One day April asked me to demonstrate how I squeezed out my mop in the squeezy device on the yellow wheely bucket (she was sure I was using too much water on the floors). I had been making small protests in the previous days, but now I wheeled on my tormenter.
“April, why do you have to freak out every time you correct me?”
April said she didn’t know how else to make me understand and stormed away, yelling and gesturing at the cieling. Several more arguments followed, escalating over a couple of days and culminating in my calling her an unprofessional little shrew, and her calling me a spoiled college kid who did everything half-ass. That was the last time that I swept and rubbed the brown stains off those floors.
That night, when I told my father about how I’d quit at work, he looked at his feet for a moment and said “Well, you are a half-ass a lot of the time.”

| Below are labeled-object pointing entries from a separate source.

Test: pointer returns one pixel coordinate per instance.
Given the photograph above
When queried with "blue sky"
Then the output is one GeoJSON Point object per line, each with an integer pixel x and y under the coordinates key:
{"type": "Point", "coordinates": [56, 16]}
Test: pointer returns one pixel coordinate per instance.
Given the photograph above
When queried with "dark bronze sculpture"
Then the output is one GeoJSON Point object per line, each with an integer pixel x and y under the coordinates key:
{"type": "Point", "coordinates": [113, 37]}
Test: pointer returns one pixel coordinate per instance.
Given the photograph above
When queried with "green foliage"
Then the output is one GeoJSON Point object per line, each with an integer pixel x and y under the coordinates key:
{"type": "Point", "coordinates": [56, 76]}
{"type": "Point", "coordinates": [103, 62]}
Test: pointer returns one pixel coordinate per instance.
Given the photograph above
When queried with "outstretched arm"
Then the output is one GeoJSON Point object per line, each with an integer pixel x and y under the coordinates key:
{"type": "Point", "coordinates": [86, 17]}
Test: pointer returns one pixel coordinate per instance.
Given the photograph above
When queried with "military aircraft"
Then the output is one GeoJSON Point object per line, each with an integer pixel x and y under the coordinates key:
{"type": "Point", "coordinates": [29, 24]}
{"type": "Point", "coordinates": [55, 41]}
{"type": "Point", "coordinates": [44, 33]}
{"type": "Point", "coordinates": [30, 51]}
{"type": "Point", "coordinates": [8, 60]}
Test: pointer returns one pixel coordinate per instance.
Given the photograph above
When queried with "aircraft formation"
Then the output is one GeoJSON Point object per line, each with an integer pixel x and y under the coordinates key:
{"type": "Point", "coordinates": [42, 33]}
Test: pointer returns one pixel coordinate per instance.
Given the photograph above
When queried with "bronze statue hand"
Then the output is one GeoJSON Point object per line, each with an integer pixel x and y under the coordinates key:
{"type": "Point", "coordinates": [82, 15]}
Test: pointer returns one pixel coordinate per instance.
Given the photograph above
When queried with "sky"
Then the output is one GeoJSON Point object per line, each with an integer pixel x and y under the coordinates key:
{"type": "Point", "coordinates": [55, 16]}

That’s the end of that anecdote. Besides April, the terrifying part of working this job was the strange, intimate way I would get to know all of the cubicle dwellers by their decorations.
One desk in the back of the bank had a gallery pictures of someone’s pale daughter in gaudy frames that read “Best daughter ever” and “Most beautiful girl in the world.” Somehow this poor girl took on the brunt of my working-class antagonism. There were pictures of the girl as a bleary-eyed toddler in a bunny outfit, alreadybland and unappealing. In every picture she was surprised and confused. There were pictures of the girl posing, chubby and clumsy in a ballerina outfit. Pictures of the girl in the throes of puberty, wearing baggy jeans and a huge sweatshirt, smiling wanly, uncertainly, at the camera, her skin still ghost white, her hair still thin and limp, her eyes still frightened and inadequate. I fixated on this desk. I couldn’t help but stare at all the pictures and psychoanalyze this woman and her mooncalf of a daughter, to imagine the banal conversations they must have had over their breakfast. I dreaded every moment I spent vacuuming that windowless room with its ergonomic desks and its Cathy comics and its unsympathetic neon lights. It was a preview of the jobs I always thought I would have the pinache, or the talent, or whatever else it takes not to work in a place where people need inspirational calendars to get through the day. I could not avoid the fact that I was stuck in the same building though, and the fact was, I was even lower on the ladder than these people whose desks I would scrutinize as I worked for shortcomings and vices (a jar of candy? Obviously hooked on chocolate as an emotional crutch).
I always tell people what a punk I was in high school and how I didn’t care about my grades and got Bs and Cs without ever doing my homework. I was lucky to get into college at all. My best friend had filled out the SAT application for me, knowing I would have done it at the last minute, if at all. My favorite teacher had smiled his condescending smile when I told him I was going to college, and said that even in college I would asking professors for extensions on my papers. At the time I was sure I was that he was wrong, that in college, I was definitely going to get my shit together.
Now I’m in my fourth year of college and do I care about my work now, if only out of guilt for those who are footing the bill. I have a lot of bad habits though, so I still end up doing a lot of assignments at the last minute. I would like to take this moment for those of you who have made it this far, and for my professors – that is, all of you who have patiently waded through my half-assed, last minute work – to apologize for all of it and to promise that it’s getting better all the time. That goes for everyone except for Crazy April, who I really think just needed to ease up.